Eine besondere Herausforderung für die Forscher war die schnelle Verarbeitung der 2D-Bilder. „Für die 3D-Aufnahme ist eine große Anzahl hochauflösender Einzelbilder in guter Qualität erforderlich. Die entsprechende Bearbeitung dieser Einzelbilder ist typischerweise sehr zeitaufwändig“, erklärt Stefan Heist die Ausgangsproblematik. Den Jenaer Forschern ist es jedoch gelungen, das Prinzip der Photogrammetrie um die Positions- und Orientierungsdaten einer inertialen Messeinheit (IMU) zu erweitern. Diese ermöglichen die grobe Bestimmung der Sensorbewegung und damit die Auswahl von Bildern mit überlappenden Bildinhalten. „Setzt man dieses Vorwissen in die photogrammetrische Auswertung ein, lässt sich die Zeit insbesondere bei komplexen Messobjekten um mehr als die Hälfte reduzieren“, fasst Marc Preißler zusammen.

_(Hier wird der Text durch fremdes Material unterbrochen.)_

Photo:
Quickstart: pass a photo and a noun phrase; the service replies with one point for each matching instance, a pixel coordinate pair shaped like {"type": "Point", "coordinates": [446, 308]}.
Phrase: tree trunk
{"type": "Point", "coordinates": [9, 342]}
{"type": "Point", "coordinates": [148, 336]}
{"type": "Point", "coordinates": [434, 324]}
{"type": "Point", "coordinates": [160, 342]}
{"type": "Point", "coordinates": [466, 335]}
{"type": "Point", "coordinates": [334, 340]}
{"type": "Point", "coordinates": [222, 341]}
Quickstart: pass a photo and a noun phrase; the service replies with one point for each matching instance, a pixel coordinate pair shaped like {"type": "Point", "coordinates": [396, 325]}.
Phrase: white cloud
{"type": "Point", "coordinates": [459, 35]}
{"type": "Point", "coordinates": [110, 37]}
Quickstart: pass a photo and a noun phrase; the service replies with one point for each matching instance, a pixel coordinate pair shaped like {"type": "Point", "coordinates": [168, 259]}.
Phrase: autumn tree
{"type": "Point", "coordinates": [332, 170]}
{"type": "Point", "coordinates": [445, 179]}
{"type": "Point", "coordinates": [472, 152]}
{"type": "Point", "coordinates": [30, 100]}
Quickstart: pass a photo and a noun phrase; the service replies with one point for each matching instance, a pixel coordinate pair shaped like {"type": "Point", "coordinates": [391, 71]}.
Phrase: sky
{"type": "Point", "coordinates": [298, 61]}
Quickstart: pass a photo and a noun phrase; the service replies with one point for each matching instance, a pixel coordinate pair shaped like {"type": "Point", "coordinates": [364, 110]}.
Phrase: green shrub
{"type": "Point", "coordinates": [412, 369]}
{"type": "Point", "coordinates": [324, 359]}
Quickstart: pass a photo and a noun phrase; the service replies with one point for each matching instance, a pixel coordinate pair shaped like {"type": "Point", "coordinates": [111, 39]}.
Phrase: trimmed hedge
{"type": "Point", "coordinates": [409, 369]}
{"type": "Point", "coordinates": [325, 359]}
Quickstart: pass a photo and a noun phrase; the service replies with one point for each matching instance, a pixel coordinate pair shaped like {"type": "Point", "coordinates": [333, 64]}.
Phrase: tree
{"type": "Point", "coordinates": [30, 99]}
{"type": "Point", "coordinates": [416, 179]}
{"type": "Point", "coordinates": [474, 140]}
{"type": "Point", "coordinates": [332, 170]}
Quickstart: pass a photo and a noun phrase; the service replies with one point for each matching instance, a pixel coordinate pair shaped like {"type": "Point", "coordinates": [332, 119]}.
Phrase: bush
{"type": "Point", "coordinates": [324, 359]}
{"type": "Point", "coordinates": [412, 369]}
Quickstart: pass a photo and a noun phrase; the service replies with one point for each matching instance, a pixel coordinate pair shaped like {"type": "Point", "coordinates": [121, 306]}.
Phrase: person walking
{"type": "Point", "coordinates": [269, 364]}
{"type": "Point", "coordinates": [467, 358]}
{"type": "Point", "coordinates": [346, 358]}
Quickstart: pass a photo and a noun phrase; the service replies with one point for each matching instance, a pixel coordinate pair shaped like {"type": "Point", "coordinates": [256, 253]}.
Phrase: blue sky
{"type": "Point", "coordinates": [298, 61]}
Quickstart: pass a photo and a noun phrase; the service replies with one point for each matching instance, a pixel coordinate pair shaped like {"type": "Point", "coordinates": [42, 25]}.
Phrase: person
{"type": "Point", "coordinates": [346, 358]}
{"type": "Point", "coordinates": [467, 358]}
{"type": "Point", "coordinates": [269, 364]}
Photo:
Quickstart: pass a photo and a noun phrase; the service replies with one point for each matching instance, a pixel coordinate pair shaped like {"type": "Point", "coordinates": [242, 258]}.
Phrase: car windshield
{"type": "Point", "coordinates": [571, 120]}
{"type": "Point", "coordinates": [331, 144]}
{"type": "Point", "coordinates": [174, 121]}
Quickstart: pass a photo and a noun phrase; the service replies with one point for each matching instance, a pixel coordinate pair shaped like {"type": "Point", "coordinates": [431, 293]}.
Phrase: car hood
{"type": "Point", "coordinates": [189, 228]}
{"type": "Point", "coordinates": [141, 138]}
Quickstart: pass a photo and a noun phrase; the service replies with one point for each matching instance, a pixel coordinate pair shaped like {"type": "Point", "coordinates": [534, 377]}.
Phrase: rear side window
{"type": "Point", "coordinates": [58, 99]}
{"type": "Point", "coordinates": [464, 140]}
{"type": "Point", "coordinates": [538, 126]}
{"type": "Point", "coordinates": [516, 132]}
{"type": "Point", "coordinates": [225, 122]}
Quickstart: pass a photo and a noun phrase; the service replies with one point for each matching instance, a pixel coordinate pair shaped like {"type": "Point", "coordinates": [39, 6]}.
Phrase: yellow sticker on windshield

So kann bereits innerhalb weniger Minuten ein 3D-Modell erstellt werden.

Die MTU ist mit der neuen Anwendung sehr zufrieden. „goSCOUT3D ermöglicht uns eine ganzheitliche und detaillierte Sicht auf unsere Motoren in 3D und 2D, inklusive Navigationsmöglichkeiten“, sagt Dr. Frank Seidel, Leiter Reparaturentwicklung bei MTU Maintenance. „Die flexible Einsetzbarkeit des Scansystems im Produktionsumfeld, die einheitliche Dokumentationsstruktur bei der Erfassung der Befunddaten und die Nutzung in unseren Qualitäts- und Analysetools werden zu einer deutlichen Effizienzsteigerung führen.“

Flexibles 3D-Messsystem zur Digitalisierung und Dokumentation

Mit goSCOUT3D haben die Forscher jedoch einen Sensor entwickelt, der nicht nur in der Luft- und Raumfahrtindustrie, sondern weit darüber hinaus Anwendungspotenzial bietet. Durch die Visualisierung und Analyse von Objekteigenschaften eignet sich der Scanner für den Einsatz in Medizin, Forschung und Wissenschaft oder auch zur Bereitstellung von Daten für Augmented-Reality-Anwendungen. „Mit goSCOUT3D geben wir Anwendern – im wahrsten Sinne des Wortes – ein flexibles 3D-Sensorsystem an die Hand, das neue Möglichkeiten bei der Digitalisierung und Dokumentation von Objekten bietet“, resümiert Entwickler Stefan Heist.